Это был длинный путаный рассказ с бесконечными отступлениями, в которых было много вздора. Решительно все, что он делал в жизни, старик ставил себе в заслугу, потому что «все это для народа, для народа». В особенности он напирал на свою службу в качестве секретаря у митрополита Исидора, — он объявил, что прекрасно знает жизнь духовного сословия и даже специально изучил ее в надежде, что это «пригодится народу». Разоблачить этого митрополита он был готов в любую минуту.
Почему—то он ставил себе в заслугу и другую свою службу — у какого—то адмирала Хекерта. У этого адмирала был «умалишенный сын», и Вышимирский возил его по ресторанам, чтобы никто не мог догадаться, что он умалишенный, потому что «они скрывали это от всех»…
Но вот он заговорил о Николае Антоныче, и я развесил уши. Я был убежден, что Николай Антоныч всегда был педагогом. Типичный педагог! Ведь он и дома всегда поучал, объяснял, приводил примеры.
— Ничего подобного, — злобно сморщившись, возразил Вышимирский. — Это на худой конец, когда ничего не осталось. У него были дела. Он играл на бирже, и у него были дела. Богатый человек, который играл на бирже и вел дела.
Это была первая новость. За ней последовала вторая. Я спросил, какая же связь между экспедицией капитана Татаринова и биржевыми делами? Почему Николай Антоныч взялся за нее? Это было выгодно, что ли?

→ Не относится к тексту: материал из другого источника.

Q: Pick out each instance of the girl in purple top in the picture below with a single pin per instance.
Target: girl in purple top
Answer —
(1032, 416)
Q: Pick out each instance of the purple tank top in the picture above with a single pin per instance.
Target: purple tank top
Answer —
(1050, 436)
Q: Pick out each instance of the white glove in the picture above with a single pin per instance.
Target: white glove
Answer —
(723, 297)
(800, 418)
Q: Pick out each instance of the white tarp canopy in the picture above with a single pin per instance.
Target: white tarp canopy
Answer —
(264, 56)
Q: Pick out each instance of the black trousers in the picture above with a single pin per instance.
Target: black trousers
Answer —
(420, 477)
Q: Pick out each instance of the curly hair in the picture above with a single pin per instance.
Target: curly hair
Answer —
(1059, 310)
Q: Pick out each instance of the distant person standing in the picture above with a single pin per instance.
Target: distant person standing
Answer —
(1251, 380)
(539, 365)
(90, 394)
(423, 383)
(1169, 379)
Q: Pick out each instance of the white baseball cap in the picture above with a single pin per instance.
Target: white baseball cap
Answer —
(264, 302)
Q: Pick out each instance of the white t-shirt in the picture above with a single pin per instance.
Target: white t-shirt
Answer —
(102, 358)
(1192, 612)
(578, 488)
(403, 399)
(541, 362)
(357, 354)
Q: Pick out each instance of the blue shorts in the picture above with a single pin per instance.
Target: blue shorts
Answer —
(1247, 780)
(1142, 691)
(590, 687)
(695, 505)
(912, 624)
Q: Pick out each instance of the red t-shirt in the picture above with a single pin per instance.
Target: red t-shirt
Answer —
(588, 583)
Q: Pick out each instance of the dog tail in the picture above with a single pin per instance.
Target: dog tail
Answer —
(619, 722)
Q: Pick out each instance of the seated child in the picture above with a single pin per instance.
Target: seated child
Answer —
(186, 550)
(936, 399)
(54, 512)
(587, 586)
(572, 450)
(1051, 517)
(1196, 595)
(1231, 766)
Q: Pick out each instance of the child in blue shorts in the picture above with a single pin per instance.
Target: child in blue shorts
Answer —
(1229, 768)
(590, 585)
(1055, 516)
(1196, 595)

— Он взялся бы за нее с еще большей охотой, если бы экспедиция была на тот свет, — сказал Вышимирский. — Он на это надеялся, очень надеялся. Так и вышло!
— Не понимаю.
— Он был влюблен в его жену. Об этом тогда много говорили. Много говорили, очень. Это были большие разговоры. Но капитан ничего не подозревал. Он был прекрасный человек, но простой. И служака, служака!
Я был поражен.
— В Марью Васильевну? Еще в те годы?
— Да, да, да, — нетерпеливо повторил Вышимирский. — Тут были личные причины. Вы понимаете — личные. Личность, личность, личные. Он был готов отдать все свое состояние, чтобы отправить этого капитана на тот свет. И отправил.
Но любовь — любовью, а дело — делом. Николай Антоныч не отдал своего состояния, напротив — он его удвоил. Он принял, например, гнилую одежду для экспедиции, получив от поставщика взятку. Он принял бракованный шоколад, пропахший керосином, тоже за взятку.
— Вредительство, вредительство, — сказал Вышимирский. — План! Вредительский план!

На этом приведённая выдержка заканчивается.